E agora José? Sem motor, sem remo, dentro do rio, no meio do mato e sem cachorro? Desespero total da tripulação. Passado o primeiro impacto, todo mundo começou a dar gostosas gargalhadas misturadas com um leve histerismo. E foi numa delas que a minha Dircinha Batista velha de guerra (dentadura), saltou da minha boca batendo na borda do barco e caindo dentro dágua. Entre espantado e incrédulo, pulei para dentro do rio e graças à pouca profundidade e à clareza da água, consegui recuperar a minha preciosa mandíbula superior.
Teve pescador que, de tanto rir, acabou molhando as calças num ligeiro mix, vendo o meu grande desespero na tentativa de reaver o meu sorriso submerso. Já imaginaram a minha situação tendo que passar os dias restantes da nossa pescaria tomando apenas o caldo de piranha da Neusa? Não ia ser muito saudável para o meu organismo.
Depois de um longo e irritante tempo descendo ao sabor da correnteza, começamos a ouvir ao longe um ronco abençoado de motor subindo o rio, com certeza também em busca de iscas; e era.
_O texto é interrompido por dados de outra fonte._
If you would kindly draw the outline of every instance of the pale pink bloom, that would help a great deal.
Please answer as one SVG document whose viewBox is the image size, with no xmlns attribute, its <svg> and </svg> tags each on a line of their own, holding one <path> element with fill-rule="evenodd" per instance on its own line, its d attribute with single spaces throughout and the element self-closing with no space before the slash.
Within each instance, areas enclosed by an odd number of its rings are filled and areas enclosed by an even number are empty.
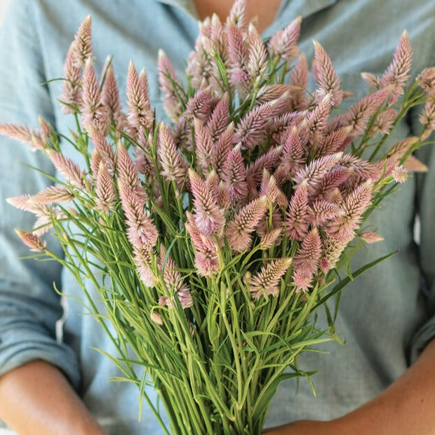
<svg viewBox="0 0 435 435">
<path fill-rule="evenodd" d="M 337 106 L 342 100 L 340 80 L 330 58 L 325 49 L 317 41 L 314 44 L 314 60 L 313 60 L 313 76 L 320 89 L 321 95 L 329 95 L 330 104 Z"/>
<path fill-rule="evenodd" d="M 26 144 L 32 151 L 48 149 L 46 138 L 29 127 L 11 123 L 0 124 L 0 135 Z"/>
<path fill-rule="evenodd" d="M 392 171 L 392 175 L 396 182 L 405 182 L 409 177 L 409 171 L 403 166 L 396 166 Z"/>
<path fill-rule="evenodd" d="M 106 138 L 98 128 L 91 128 L 88 133 L 94 143 L 95 149 L 101 156 L 105 165 L 109 172 L 113 173 L 115 169 L 115 152 L 113 148 L 107 143 Z M 95 173 L 97 172 L 98 170 Z"/>
<path fill-rule="evenodd" d="M 435 94 L 435 67 L 424 68 L 417 77 L 418 84 L 429 95 Z"/>
<path fill-rule="evenodd" d="M 74 40 L 74 60 L 77 67 L 84 67 L 92 56 L 92 18 L 89 15 L 80 25 Z"/>
<path fill-rule="evenodd" d="M 267 210 L 267 199 L 260 196 L 244 206 L 229 222 L 225 232 L 229 247 L 236 252 L 249 249 L 251 233 Z"/>
<path fill-rule="evenodd" d="M 67 53 L 63 69 L 63 89 L 60 100 L 67 105 L 79 109 L 81 103 L 81 69 L 76 65 L 76 42 L 74 41 Z M 65 114 L 74 113 L 74 110 L 68 105 L 63 105 L 62 111 Z"/>
<path fill-rule="evenodd" d="M 30 248 L 30 250 L 34 252 L 42 252 L 46 248 L 47 243 L 46 241 L 41 240 L 39 236 L 31 232 L 22 231 L 21 229 L 15 229 L 15 232 L 21 239 L 21 241 Z"/>
<path fill-rule="evenodd" d="M 140 130 L 149 130 L 153 123 L 153 112 L 148 95 L 148 82 L 145 69 L 138 74 L 133 61 L 130 61 L 127 72 L 127 119 L 130 125 Z"/>
<path fill-rule="evenodd" d="M 187 101 L 186 110 L 182 116 L 189 121 L 197 118 L 201 122 L 206 122 L 211 115 L 214 104 L 210 89 L 200 89 Z"/>
<path fill-rule="evenodd" d="M 236 147 L 228 153 L 221 178 L 228 189 L 232 203 L 240 203 L 246 199 L 248 195 L 246 169 L 239 147 Z"/>
<path fill-rule="evenodd" d="M 410 76 L 412 58 L 413 50 L 408 32 L 405 30 L 394 52 L 393 62 L 380 79 L 381 87 L 392 87 L 390 103 L 396 102 L 403 92 L 406 81 Z"/>
<path fill-rule="evenodd" d="M 53 202 L 69 202 L 74 199 L 74 194 L 65 185 L 48 186 L 44 190 L 30 196 L 28 202 L 33 204 L 50 204 Z"/>
<path fill-rule="evenodd" d="M 180 91 L 180 81 L 172 63 L 163 50 L 159 51 L 157 70 L 160 90 L 163 95 L 163 109 L 170 119 L 175 121 L 181 112 L 181 104 L 177 96 Z"/>
<path fill-rule="evenodd" d="M 149 319 L 151 319 L 151 320 L 154 322 L 154 323 L 157 323 L 157 325 L 160 325 L 161 326 L 161 325 L 163 325 L 163 319 L 161 317 L 161 315 L 159 314 L 154 309 L 152 310 L 149 312 Z"/>
<path fill-rule="evenodd" d="M 292 240 L 302 240 L 309 227 L 309 208 L 307 183 L 297 186 L 293 194 L 284 222 L 287 235 Z"/>
<path fill-rule="evenodd" d="M 47 154 L 51 160 L 55 168 L 73 186 L 78 189 L 85 189 L 84 180 L 85 173 L 81 170 L 76 163 L 70 159 L 65 157 L 62 153 L 48 150 Z"/>
<path fill-rule="evenodd" d="M 215 146 L 216 159 L 214 168 L 220 177 L 225 170 L 225 162 L 228 159 L 229 153 L 233 149 L 233 140 L 234 134 L 234 124 L 232 121 L 220 135 Z"/>
<path fill-rule="evenodd" d="M 297 44 L 300 34 L 302 17 L 292 21 L 285 29 L 279 30 L 269 41 L 267 49 L 272 56 L 290 62 L 299 54 Z"/>
<path fill-rule="evenodd" d="M 197 163 L 203 173 L 206 174 L 215 166 L 216 150 L 208 130 L 196 118 L 194 119 L 194 125 Z"/>
<path fill-rule="evenodd" d="M 229 101 L 228 94 L 225 93 L 213 109 L 210 119 L 207 122 L 207 130 L 213 142 L 225 132 L 229 118 Z"/>
<path fill-rule="evenodd" d="M 384 238 L 382 236 L 380 236 L 373 231 L 364 232 L 363 233 L 361 233 L 359 236 L 368 243 L 375 243 L 376 242 L 384 240 Z"/>
<path fill-rule="evenodd" d="M 261 36 L 253 25 L 249 25 L 249 51 L 246 69 L 254 82 L 260 83 L 267 66 L 267 51 Z"/>
<path fill-rule="evenodd" d="M 266 102 L 247 113 L 236 128 L 234 143 L 240 142 L 242 149 L 252 149 L 262 143 L 267 135 L 266 127 L 275 114 L 274 105 L 274 102 Z"/>
<path fill-rule="evenodd" d="M 435 96 L 429 96 L 426 100 L 419 120 L 424 127 L 424 138 L 427 138 L 435 130 Z"/>
<path fill-rule="evenodd" d="M 157 152 L 161 173 L 167 180 L 175 181 L 177 187 L 181 189 L 187 175 L 187 164 L 177 149 L 173 138 L 164 123 L 159 129 Z"/>
<path fill-rule="evenodd" d="M 306 182 L 309 192 L 312 193 L 323 177 L 340 161 L 342 156 L 342 152 L 337 152 L 312 160 L 307 166 L 296 173 L 293 178 L 295 182 L 300 184 Z"/>
<path fill-rule="evenodd" d="M 276 228 L 275 229 L 272 229 L 265 232 L 260 240 L 260 246 L 261 249 L 269 249 L 274 245 L 279 243 L 281 240 L 282 232 L 282 228 Z"/>
<path fill-rule="evenodd" d="M 227 27 L 231 27 L 232 25 L 242 28 L 245 27 L 247 4 L 247 0 L 235 0 L 227 18 Z"/>
<path fill-rule="evenodd" d="M 115 188 L 110 173 L 105 163 L 101 161 L 97 173 L 95 183 L 97 208 L 105 213 L 113 209 L 116 199 Z"/>
<path fill-rule="evenodd" d="M 195 222 L 204 234 L 218 234 L 224 228 L 225 218 L 205 180 L 192 169 L 189 169 L 190 187 L 194 196 Z"/>
<path fill-rule="evenodd" d="M 263 296 L 267 299 L 269 295 L 278 295 L 279 281 L 287 272 L 292 262 L 291 257 L 278 258 L 262 266 L 260 271 L 249 280 L 250 290 L 254 299 Z"/>
</svg>

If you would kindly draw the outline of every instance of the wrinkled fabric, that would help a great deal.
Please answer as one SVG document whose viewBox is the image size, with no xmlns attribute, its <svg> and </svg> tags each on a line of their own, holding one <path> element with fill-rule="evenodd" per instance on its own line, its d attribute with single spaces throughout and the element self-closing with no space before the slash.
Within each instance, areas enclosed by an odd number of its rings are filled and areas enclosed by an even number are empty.
<svg viewBox="0 0 435 435">
<path fill-rule="evenodd" d="M 185 60 L 197 35 L 197 16 L 189 0 L 13 0 L 0 36 L 0 122 L 37 126 L 41 114 L 66 133 L 74 119 L 64 115 L 57 101 L 62 84 L 47 80 L 62 76 L 63 61 L 74 34 L 84 18 L 93 17 L 97 70 L 113 55 L 115 74 L 125 89 L 130 59 L 148 72 L 152 105 L 163 116 L 159 102 L 156 60 L 159 48 L 183 77 Z M 283 0 L 265 37 L 302 15 L 300 48 L 311 61 L 312 39 L 319 40 L 333 60 L 342 87 L 355 95 L 366 86 L 361 71 L 382 73 L 392 58 L 404 29 L 414 48 L 414 73 L 435 65 L 435 2 L 415 0 Z M 394 139 L 417 128 L 416 111 L 401 123 Z M 65 152 L 77 159 L 74 152 Z M 40 359 L 59 367 L 86 406 L 110 434 L 159 434 L 162 429 L 144 402 L 138 423 L 137 387 L 110 382 L 119 376 L 114 365 L 92 347 L 114 349 L 97 321 L 86 312 L 84 297 L 72 277 L 54 262 L 21 260 L 28 255 L 13 232 L 33 225 L 30 213 L 19 211 L 5 198 L 35 193 L 49 181 L 27 166 L 53 173 L 39 153 L 0 138 L 0 374 Z M 302 369 L 312 377 L 317 396 L 304 380 L 288 381 L 278 389 L 267 425 L 301 418 L 328 420 L 372 399 L 403 373 L 435 335 L 435 153 L 422 150 L 429 167 L 423 177 L 412 177 L 401 192 L 389 196 L 373 213 L 365 227 L 385 241 L 361 249 L 352 269 L 392 251 L 398 254 L 359 277 L 344 291 L 337 323 L 344 346 L 328 342 L 306 352 Z M 421 221 L 421 243 L 414 241 L 415 216 Z M 50 248 L 61 255 L 55 240 Z M 62 315 L 56 288 L 67 295 L 67 310 L 62 334 L 56 329 Z M 92 292 L 92 288 L 89 288 Z M 85 302 L 86 303 L 86 302 Z M 318 326 L 326 325 L 323 310 Z M 297 394 L 296 389 L 297 387 Z M 156 394 L 148 388 L 152 400 Z M 54 412 L 54 410 L 53 410 Z M 163 411 L 162 411 L 163 412 Z"/>
</svg>

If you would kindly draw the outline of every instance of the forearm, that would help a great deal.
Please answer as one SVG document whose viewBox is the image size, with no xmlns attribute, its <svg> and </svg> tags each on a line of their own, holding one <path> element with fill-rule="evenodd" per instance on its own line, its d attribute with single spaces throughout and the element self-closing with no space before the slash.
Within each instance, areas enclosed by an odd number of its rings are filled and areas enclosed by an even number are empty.
<svg viewBox="0 0 435 435">
<path fill-rule="evenodd" d="M 432 435 L 435 433 L 435 340 L 379 396 L 330 422 L 303 420 L 269 429 L 270 435 Z"/>
<path fill-rule="evenodd" d="M 35 361 L 0 377 L 0 419 L 20 435 L 103 435 L 60 370 Z"/>
</svg>

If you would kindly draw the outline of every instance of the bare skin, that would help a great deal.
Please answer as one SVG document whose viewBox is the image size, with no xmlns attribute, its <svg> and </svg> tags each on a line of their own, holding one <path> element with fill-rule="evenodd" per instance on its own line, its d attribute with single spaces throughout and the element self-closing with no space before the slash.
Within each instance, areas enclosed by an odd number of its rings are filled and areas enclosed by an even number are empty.
<svg viewBox="0 0 435 435">
<path fill-rule="evenodd" d="M 34 361 L 0 377 L 0 419 L 20 435 L 105 435 L 62 373 Z"/>
</svg>

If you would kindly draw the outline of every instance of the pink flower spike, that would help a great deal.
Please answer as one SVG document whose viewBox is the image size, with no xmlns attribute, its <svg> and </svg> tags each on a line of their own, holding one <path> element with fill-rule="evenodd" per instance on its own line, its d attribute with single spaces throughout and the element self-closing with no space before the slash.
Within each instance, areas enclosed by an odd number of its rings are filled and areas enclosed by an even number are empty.
<svg viewBox="0 0 435 435">
<path fill-rule="evenodd" d="M 42 241 L 39 236 L 21 229 L 17 229 L 15 228 L 15 232 L 18 235 L 18 237 L 21 239 L 21 241 L 30 248 L 30 250 L 34 252 L 42 252 L 46 248 L 47 243 L 46 241 Z"/>
<path fill-rule="evenodd" d="M 127 72 L 127 119 L 135 128 L 145 127 L 149 130 L 152 126 L 153 113 L 148 95 L 148 84 L 145 70 L 138 74 L 133 61 L 130 61 Z"/>
<path fill-rule="evenodd" d="M 405 182 L 409 177 L 409 171 L 403 166 L 396 166 L 392 171 L 392 175 L 396 182 Z"/>
<path fill-rule="evenodd" d="M 320 88 L 321 95 L 330 96 L 330 104 L 337 106 L 342 100 L 340 81 L 335 73 L 333 62 L 325 49 L 317 41 L 314 44 L 313 75 Z"/>
<path fill-rule="evenodd" d="M 77 67 L 84 67 L 92 56 L 92 18 L 89 15 L 80 25 L 74 36 L 74 58 Z"/>
<path fill-rule="evenodd" d="M 272 36 L 267 48 L 273 56 L 279 56 L 283 60 L 290 62 L 299 54 L 296 44 L 300 34 L 302 17 L 293 20 L 283 30 Z"/>
<path fill-rule="evenodd" d="M 291 257 L 278 258 L 266 266 L 262 266 L 258 274 L 249 280 L 252 297 L 258 299 L 263 296 L 265 299 L 267 299 L 269 295 L 278 295 L 279 281 L 290 267 L 291 262 Z"/>
</svg>

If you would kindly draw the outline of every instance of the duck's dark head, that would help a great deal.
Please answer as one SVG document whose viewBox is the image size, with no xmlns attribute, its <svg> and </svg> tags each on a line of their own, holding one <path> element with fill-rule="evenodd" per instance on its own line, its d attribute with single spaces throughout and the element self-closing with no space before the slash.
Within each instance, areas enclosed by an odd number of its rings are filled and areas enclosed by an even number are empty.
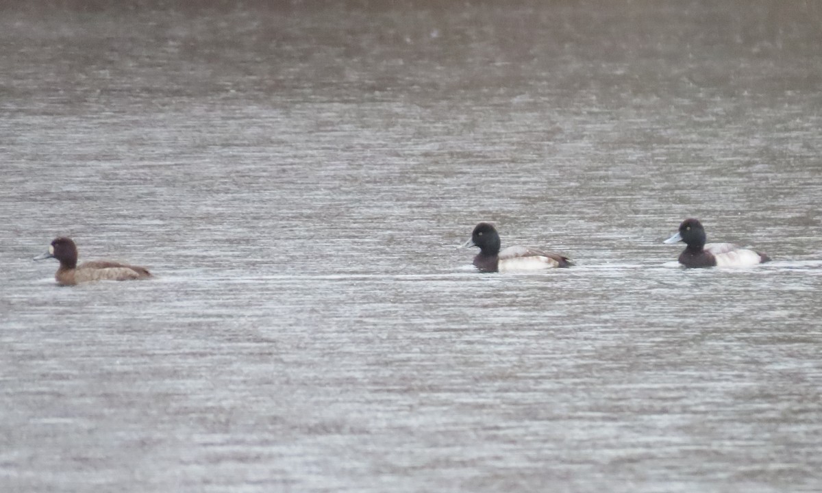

Para nossa maior alegria, notaram os acenos nervosos e espalhafatosos que fazíamos e se aproximaram. Eram pescadores de São Paulo que estavam alojados num rancho mais abaixo da ponte citada no início da história. Devidamente rebocados , a volta foi a maior farra onde o meu sorriso era, sem dúvida, o alvo principal de todas as piadas possíveis e imagináveis. Mas eu prometo voltar e a minha vingança será maligrina. Até a próxima e aquele piscoso abraço.
Irineu Luzia Fernandes é pescador e contador de histórias.